Newton only worked with constant mass systems

It would be difficult to verify this statement because Newton did not published everything he dealt with. Do you have at least a source verifying that Newton limited his laws of motion to constant mass?

 

[DrStupid]

Now you can see the problem with Newton's Law: there's no unique definition of what acceleration is.

Accerelation is defined by [itex]a: = \frac{{dv}}{{dt}}[/itex].

 

[D H]

It would be difficult to verify this statement because Newton did not published everything he dealt with. Do you have at least a source verifying that Newton limited his laws of motion to constant mass?

Are you truly asking me to prove a negative?
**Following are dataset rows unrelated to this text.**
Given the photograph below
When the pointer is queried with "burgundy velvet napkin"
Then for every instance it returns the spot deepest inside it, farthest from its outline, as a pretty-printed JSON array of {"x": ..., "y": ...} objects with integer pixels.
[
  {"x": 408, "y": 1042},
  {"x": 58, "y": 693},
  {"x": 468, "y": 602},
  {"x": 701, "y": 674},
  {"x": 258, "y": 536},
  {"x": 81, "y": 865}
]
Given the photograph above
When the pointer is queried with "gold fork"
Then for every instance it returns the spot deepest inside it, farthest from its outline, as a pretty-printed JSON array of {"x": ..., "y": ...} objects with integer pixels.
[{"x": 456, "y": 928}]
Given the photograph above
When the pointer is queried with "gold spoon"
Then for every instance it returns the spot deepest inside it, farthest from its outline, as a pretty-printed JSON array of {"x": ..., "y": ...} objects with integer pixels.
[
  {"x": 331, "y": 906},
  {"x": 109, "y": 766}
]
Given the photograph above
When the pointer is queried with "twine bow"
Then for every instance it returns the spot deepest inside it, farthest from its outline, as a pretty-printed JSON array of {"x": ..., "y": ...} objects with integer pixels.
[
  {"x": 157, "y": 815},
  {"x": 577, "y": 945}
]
As far as F=ma versus F=dp/dt goes, the reason people who work with dynamic systems prefer F=ma is simple: This choice makes force an invariant quantity. The same force acts on a rocket regardless of the inertial frame of reference used to describe the motion. Choose to use F=dp/dt and force becomes a frame-dependent quantity thanks to the v*dm/dt term.
Getting back to the topic at hand:

Accerelation is defined by [itex]a: = \frac{{dv}}{{dt}}[/itex].

That definition is not invariant in special relativity. It implicitly assumes space is cartesian and that both space and time are absolute (which they are in Newtonian mechanics, but not in relativity).

 

[DrStupid]

Are you truly asking me to prove a negative?
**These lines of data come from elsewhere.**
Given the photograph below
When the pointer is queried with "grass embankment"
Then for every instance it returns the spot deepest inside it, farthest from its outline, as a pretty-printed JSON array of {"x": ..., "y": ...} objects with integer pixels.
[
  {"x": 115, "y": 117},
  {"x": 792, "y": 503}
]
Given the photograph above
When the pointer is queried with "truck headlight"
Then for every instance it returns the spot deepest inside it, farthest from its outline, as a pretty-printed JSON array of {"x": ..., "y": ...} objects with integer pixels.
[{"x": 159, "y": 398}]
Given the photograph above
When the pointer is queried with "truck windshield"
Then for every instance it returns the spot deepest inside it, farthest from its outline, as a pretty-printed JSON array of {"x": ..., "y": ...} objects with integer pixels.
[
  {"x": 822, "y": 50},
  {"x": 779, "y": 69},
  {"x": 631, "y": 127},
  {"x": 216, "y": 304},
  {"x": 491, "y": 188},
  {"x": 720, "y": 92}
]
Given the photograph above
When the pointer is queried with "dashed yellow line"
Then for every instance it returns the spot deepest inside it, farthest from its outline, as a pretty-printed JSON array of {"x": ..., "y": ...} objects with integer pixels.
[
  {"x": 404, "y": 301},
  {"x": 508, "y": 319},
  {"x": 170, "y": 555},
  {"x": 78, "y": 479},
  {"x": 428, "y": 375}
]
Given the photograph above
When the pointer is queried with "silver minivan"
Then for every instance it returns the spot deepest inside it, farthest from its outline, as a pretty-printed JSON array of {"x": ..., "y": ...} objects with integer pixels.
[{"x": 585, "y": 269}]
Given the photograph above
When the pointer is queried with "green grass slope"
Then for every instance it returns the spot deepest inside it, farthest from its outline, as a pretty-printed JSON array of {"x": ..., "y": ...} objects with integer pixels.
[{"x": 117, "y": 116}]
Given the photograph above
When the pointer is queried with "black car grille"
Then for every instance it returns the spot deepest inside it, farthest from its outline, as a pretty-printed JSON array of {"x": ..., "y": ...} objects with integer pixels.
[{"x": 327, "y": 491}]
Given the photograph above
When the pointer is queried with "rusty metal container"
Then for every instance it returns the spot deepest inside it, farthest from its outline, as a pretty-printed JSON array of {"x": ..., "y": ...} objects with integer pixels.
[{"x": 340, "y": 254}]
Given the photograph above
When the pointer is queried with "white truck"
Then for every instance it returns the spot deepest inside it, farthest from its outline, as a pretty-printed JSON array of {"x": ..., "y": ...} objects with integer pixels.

No, I don't even though you made a negative statement and I actually explained why. But I asked you for a source proving the limitation of Newtonian dynamics to constant mass.
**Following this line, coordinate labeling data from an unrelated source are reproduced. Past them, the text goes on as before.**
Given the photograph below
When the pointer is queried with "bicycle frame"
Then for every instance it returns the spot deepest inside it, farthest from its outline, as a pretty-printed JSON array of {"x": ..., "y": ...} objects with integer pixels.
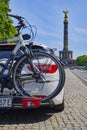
[{"x": 10, "y": 61}]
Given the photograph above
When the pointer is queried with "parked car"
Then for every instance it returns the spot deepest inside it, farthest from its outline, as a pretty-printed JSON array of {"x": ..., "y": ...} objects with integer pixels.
[{"x": 5, "y": 51}]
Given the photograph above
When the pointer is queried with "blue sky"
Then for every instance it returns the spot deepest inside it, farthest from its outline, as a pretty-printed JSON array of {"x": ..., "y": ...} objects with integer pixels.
[{"x": 47, "y": 16}]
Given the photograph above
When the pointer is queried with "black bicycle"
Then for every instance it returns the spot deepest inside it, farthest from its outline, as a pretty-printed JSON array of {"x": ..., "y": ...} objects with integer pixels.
[{"x": 34, "y": 73}]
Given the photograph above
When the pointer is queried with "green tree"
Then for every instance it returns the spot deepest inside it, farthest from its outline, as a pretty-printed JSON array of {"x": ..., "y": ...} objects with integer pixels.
[{"x": 7, "y": 30}]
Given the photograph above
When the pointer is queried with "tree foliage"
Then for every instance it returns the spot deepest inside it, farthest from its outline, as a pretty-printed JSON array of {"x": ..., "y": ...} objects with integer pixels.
[
  {"x": 7, "y": 30},
  {"x": 82, "y": 60}
]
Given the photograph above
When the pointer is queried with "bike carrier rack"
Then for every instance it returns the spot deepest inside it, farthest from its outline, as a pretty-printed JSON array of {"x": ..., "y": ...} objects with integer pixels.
[{"x": 12, "y": 102}]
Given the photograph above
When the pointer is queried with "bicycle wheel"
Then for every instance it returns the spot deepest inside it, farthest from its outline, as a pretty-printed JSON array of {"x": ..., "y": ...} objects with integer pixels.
[{"x": 48, "y": 80}]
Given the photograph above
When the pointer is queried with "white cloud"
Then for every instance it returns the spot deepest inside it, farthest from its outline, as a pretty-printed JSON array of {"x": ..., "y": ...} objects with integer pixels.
[{"x": 82, "y": 31}]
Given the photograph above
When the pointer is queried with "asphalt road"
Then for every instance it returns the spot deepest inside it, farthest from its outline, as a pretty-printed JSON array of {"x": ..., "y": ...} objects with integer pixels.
[{"x": 82, "y": 74}]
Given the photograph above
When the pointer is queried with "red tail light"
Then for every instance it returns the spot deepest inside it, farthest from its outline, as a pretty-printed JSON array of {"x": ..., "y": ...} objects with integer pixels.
[{"x": 46, "y": 68}]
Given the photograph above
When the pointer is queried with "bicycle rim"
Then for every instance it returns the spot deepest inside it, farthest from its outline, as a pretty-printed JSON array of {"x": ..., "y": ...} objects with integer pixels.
[{"x": 45, "y": 86}]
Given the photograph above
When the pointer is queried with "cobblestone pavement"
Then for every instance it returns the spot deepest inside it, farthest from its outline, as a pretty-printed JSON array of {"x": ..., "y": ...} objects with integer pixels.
[{"x": 74, "y": 116}]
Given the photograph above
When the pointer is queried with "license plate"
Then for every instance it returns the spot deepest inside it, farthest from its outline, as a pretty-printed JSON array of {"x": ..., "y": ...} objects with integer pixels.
[{"x": 5, "y": 102}]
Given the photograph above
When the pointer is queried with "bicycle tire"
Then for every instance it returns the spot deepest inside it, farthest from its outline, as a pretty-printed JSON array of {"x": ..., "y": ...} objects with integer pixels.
[{"x": 48, "y": 85}]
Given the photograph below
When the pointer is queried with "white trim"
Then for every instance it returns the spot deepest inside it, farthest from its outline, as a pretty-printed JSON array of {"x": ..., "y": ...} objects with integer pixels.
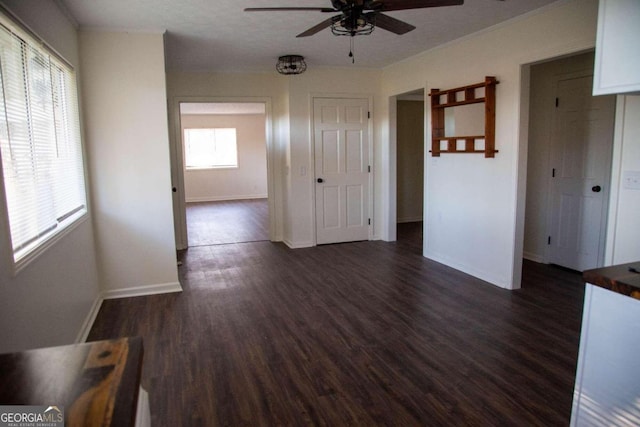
[
  {"x": 224, "y": 198},
  {"x": 299, "y": 245},
  {"x": 136, "y": 291},
  {"x": 614, "y": 185},
  {"x": 89, "y": 320}
]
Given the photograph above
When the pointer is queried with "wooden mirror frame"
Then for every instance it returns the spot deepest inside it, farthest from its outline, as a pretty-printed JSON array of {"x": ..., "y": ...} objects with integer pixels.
[{"x": 468, "y": 97}]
As far as F=ma versus F=dp/dt goes, the reason people who work with dynamic systems prefer F=ma is simple: This choice makes force an invariant quantity.

That very well may be. But there is a more fundamental reason for the introduction of F=m·a into classical mechanics. Galilei transformation requires a frame independent inertial mass. Therefore F=m·a applies for all closed systems in classical mechanics. But as we are currently talking about special relativity we have to use Lorentz transformation and with Newton's definition of momentum and Newton's laws of motion it leads to the known relativistic velocity dependence of inertial mass. Of course the resulting force is not invariant but that's not up to the use of a dynamic mass. That's caused by relativity itself.

That definition is not invariant in special relativity.

Who cares?

It implicitly assumes space is cartesian and that both space and time are absolute (which they are in Newtonian mechanics, but not in relativity).

The definition does not depend on a special metric. It works in relativity as well as in Newtonian mechanics. Of course acceleration is frame dependent in special relativity but so is velocity. I do not see why this should be a problem.

 

[chrisbaird]

Ha, the only clear thing that comes out of this discussion is that Newton law is wrong, yet it works.

Actually, Newton's laws are wrong and they don't work. Our clumsy human senses just aren't very good at noticing the error at low speeds. Try to send a rocket to the moon using Newton's laws alone and you will miss it.

 

[D H]

Actually, Newton's laws are wrong and they don't work. Our clumsy human senses just aren't very good at noticing the error at low speeds. Try to send a rocket to the moon using Newton's laws alone and you will miss it.

Uh, no. Maybe Mercury. Not the Moon, not even Mars. There is no reason to go beyond Newtonian mechanics to target the Moon. NASA certainly doesn't.